— У тебя уже был такой день, — и Поль почувствовал, как азарт берет в нем верх над другими чувствами. Он сбросил с плеч бурнус, передал его матери вместе с ай-клинком и ремнем и начал расстегивать влагоджари. Он знал, что судьба всей Вселенной заключена сейчас в этом мгновении.
— Это совершенно ни к чему, — настаивала Джессика. — Все можно сделать гораздо проще.
Поль освободился от защитного костюма и взял ай-клинок, оставив ножны в руках матери.
— Я знаю. Яд или наемный убийца — знакомый наборчик.
— Вы обещали мне Харконнена, — прошипел Джерни, и по его лицу Поль увидел, что он здорово рассержен: извилистый шрам потемнел и набух. — Вы дали мне слово, милорд!
— Ты что, пострадал от них больше, чем я?

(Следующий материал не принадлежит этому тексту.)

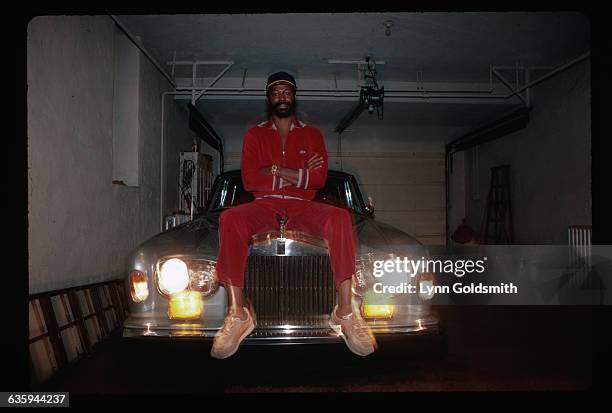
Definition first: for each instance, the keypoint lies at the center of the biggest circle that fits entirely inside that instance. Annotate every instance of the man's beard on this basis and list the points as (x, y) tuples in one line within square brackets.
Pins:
[(284, 112)]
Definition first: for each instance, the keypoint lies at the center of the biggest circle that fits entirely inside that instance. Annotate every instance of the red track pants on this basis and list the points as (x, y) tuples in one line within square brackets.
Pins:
[(238, 224)]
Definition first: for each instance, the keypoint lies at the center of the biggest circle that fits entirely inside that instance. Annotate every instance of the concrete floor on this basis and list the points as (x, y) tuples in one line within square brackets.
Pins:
[(488, 349)]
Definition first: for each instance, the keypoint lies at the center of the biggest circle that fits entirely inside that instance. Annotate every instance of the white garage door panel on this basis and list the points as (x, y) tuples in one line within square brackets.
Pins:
[(400, 168), (405, 197), (432, 240), (417, 224)]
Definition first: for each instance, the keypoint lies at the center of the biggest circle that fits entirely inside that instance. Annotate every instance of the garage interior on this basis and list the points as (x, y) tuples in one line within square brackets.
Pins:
[(108, 116)]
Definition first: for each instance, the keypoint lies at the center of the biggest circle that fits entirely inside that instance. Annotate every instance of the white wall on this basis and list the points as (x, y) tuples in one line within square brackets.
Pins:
[(81, 226), (550, 162)]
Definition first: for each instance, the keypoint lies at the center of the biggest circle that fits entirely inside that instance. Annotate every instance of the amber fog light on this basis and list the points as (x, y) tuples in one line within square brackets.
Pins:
[(377, 306), (185, 305), (139, 288)]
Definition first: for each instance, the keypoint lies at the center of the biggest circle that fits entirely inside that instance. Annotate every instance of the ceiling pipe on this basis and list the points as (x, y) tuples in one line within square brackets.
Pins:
[(554, 72)]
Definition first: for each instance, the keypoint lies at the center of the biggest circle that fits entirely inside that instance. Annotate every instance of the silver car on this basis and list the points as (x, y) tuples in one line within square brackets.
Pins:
[(173, 289)]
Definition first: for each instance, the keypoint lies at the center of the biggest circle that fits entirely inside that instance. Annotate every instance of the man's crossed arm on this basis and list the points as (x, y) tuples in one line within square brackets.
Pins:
[(292, 175)]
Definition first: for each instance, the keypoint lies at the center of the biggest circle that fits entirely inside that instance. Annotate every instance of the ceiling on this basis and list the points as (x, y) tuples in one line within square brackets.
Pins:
[(450, 48)]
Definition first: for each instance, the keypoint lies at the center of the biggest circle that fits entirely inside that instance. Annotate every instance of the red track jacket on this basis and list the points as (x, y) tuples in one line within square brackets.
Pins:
[(262, 147)]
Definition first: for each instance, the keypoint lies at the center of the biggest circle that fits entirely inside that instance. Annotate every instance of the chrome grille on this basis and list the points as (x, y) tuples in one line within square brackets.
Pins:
[(290, 290)]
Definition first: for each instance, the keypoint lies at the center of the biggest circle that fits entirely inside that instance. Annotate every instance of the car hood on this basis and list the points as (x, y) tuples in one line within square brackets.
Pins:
[(200, 237)]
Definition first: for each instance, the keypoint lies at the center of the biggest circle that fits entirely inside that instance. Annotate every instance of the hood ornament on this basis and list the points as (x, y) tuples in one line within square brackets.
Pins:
[(280, 242)]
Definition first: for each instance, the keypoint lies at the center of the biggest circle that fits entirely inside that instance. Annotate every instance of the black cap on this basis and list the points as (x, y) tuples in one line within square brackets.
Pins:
[(280, 77)]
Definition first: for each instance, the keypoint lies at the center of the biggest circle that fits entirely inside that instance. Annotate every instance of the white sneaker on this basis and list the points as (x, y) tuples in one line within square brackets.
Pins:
[(228, 338), (354, 331)]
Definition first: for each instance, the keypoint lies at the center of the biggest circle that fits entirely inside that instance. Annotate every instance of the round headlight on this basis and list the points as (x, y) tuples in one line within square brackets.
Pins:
[(173, 276)]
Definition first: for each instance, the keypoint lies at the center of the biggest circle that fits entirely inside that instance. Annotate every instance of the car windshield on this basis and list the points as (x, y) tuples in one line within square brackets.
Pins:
[(338, 190)]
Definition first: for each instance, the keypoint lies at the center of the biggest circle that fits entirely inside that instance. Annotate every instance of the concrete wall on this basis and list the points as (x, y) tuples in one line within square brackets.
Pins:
[(550, 162), (81, 226)]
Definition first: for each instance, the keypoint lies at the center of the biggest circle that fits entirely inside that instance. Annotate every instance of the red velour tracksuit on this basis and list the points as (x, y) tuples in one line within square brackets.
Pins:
[(262, 147)]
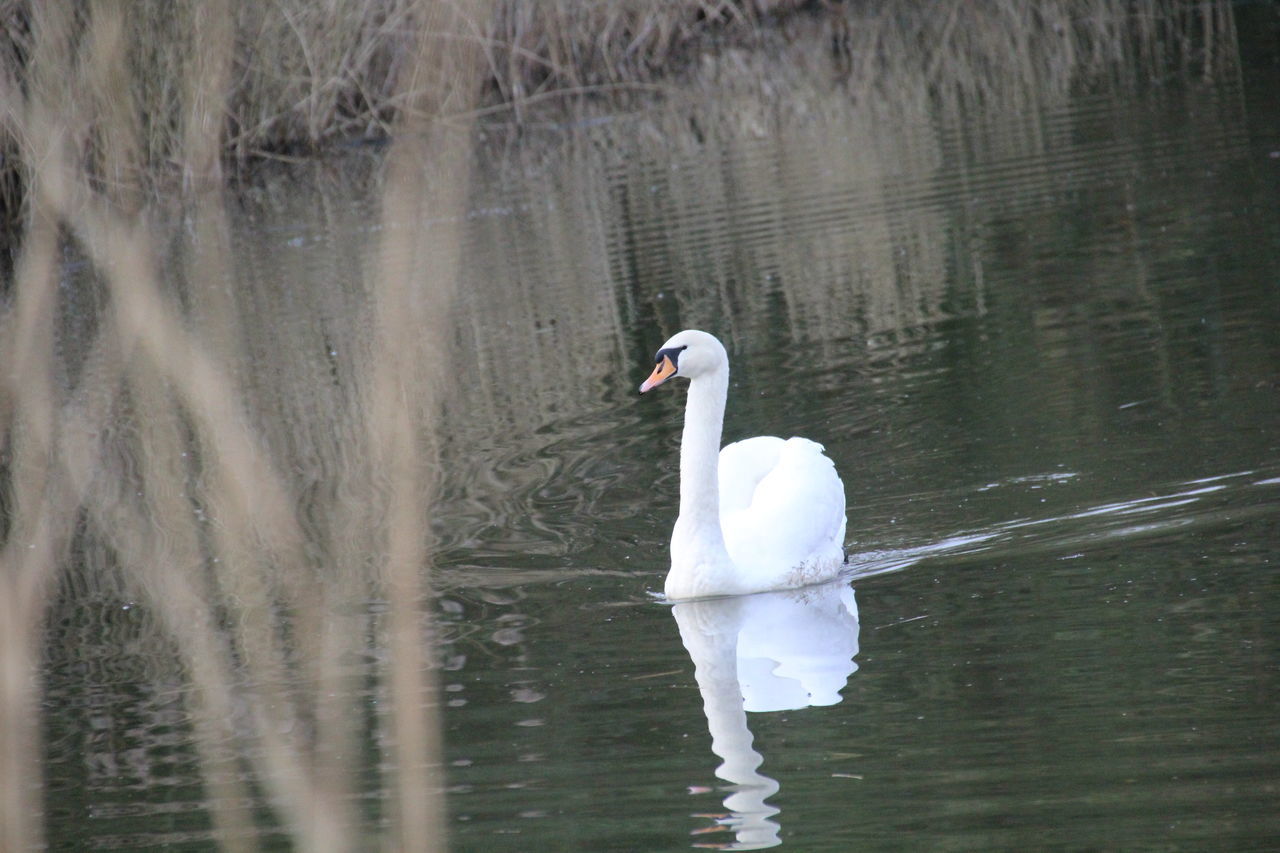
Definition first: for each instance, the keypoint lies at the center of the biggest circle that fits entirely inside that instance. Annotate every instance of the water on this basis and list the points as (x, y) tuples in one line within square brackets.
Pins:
[(1041, 349)]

— Моя сестра! Годы, проведенные в яме…
— Мой отец! Мои друзья и товарищи, Суфир Хайват и Дункан Айдахо, годы в изгнании, годы, когда я был вне закона… и кроме того: речь зашла о кровомщении, и ты не хуже меня знаешь, что надо соблюдать правила.
Халлек пожал плечами.
— Милорд, если эта свинья… Да это же просто грязная скотина! Если вы наступите на него, вам придется выбросить сапоги, чтобы от них не воняло! Позовите мясника, если уж вам так хочется, но только сами…
— Муад-Дибу не нужно этого делать, — сказала Чейни.
Поль посмотрел на нее и увидел в ее глазах страх за него.
— Это нужно Полю, — ответил он.
— Это же харконненская скотина! — крикнул Халлек. Поль на мгновение замешкался, споткнувшись на мысли о своем харконненском происхождении, замер под строгим взглядом матери, но потом ответил:
— Но в человеческом обличье, Джерни.
Халлек не унимался:
— Если он настолько…
— Пожалуйста, стань в сторонку, — Поль поднял ай-клинок и мягко отодвинул Джерни.
— Друг мой, — Джессика прикоснулась к руке Халлека. — Когда он в таком состоянии, то ведет себя в точности как его дед. Сейчас ты можешь сделать для него только одно.
И она подумала:
Император тем временем рассматривал Фейд-Роту, изучая его тяжелые плечи и мощные мышцы. Потом он перевел взгляд на Поля — тощее, юношески гибкое тело, не настолько высушенное, как у аракианских туземцев, но все равно — ребра можно пересчитать; там, где полагалось бы бугриться мышцам, только кожа да кости.
Джессика низко склонилась к Полю и зашептала так, чтобы не услышал никто посторонний:
— Послушай меня, сынок. Иногда, когда бен-джессеритки подготавливают опасного субъекта, ему, с помощью воздействия на центры боли и наслаждения, глубоко в сознание внедряют ключевое слово. Чаще всего «урошнор». Если этот тип обработан, а у меня есть серьезные подозрения на этот счет, то стоит прошептать ему на ухо это слово и его мышцы сразу расслабятся, и ты…
— Мне не нужны никакие хитрости, чтобы расправиться с ним, — оборвал ее Поль. — Отойди, не мешай мне.
Халлек принялся допытываться у Джессики:
— Зачем он это делает? Может, он хочет умереть и прослыть мучеником? Это ему, что ли, вольнаибская бредятина так мозги запудрила?
Джессика спрятала лицо в ладони, понимая, что не может точно сказать, почему Поль поступает именно так. Она чувствовала, что в комнате носится смерть, и знала, что ее сын изменился и Джерни не так уж далек от истины в своих предположениях. Она напрягала все свои способности, чтобы защитить его, но в такой ситуации ничем не могла помочь ему.
— Что это, их религиозные штучки? — настаивал Халлек.
— Помолчи, — прошептала Джессика. — И молись.
Император вдруг улыбнулся.
— Если Фейд-Рота Харконнен… из моей свиты… так желает, то я снимаю с него все обязательства и предоставляю полную свободу действовать по собственному усмотрению, — он махнул рукой в сторону часовых-федьакынов. — Кто-то из этого сброда забрал мой ремень и короткий клинок. Если Фейд-Рота пожелает, он может сразиться с вами моим кинжалом.
— Желаю! — тут же ответил Фейд-Рота, и Поль увидел, как он приободрился.
— Подать сюда кинжал Императора, — приказал он. — Положите его вот тут, на пол, — он указал ногой место. — Оттеснить императорский сброд к стене, а Харконнена освободить.
Послышалось шуршание бурнусов, топот ног, тихие слова команд и возгласы протеста. Навигаторы Гильдии продолжали стоять у аппаратуры связи. Решение Поля вызвало у них очевидную досаду.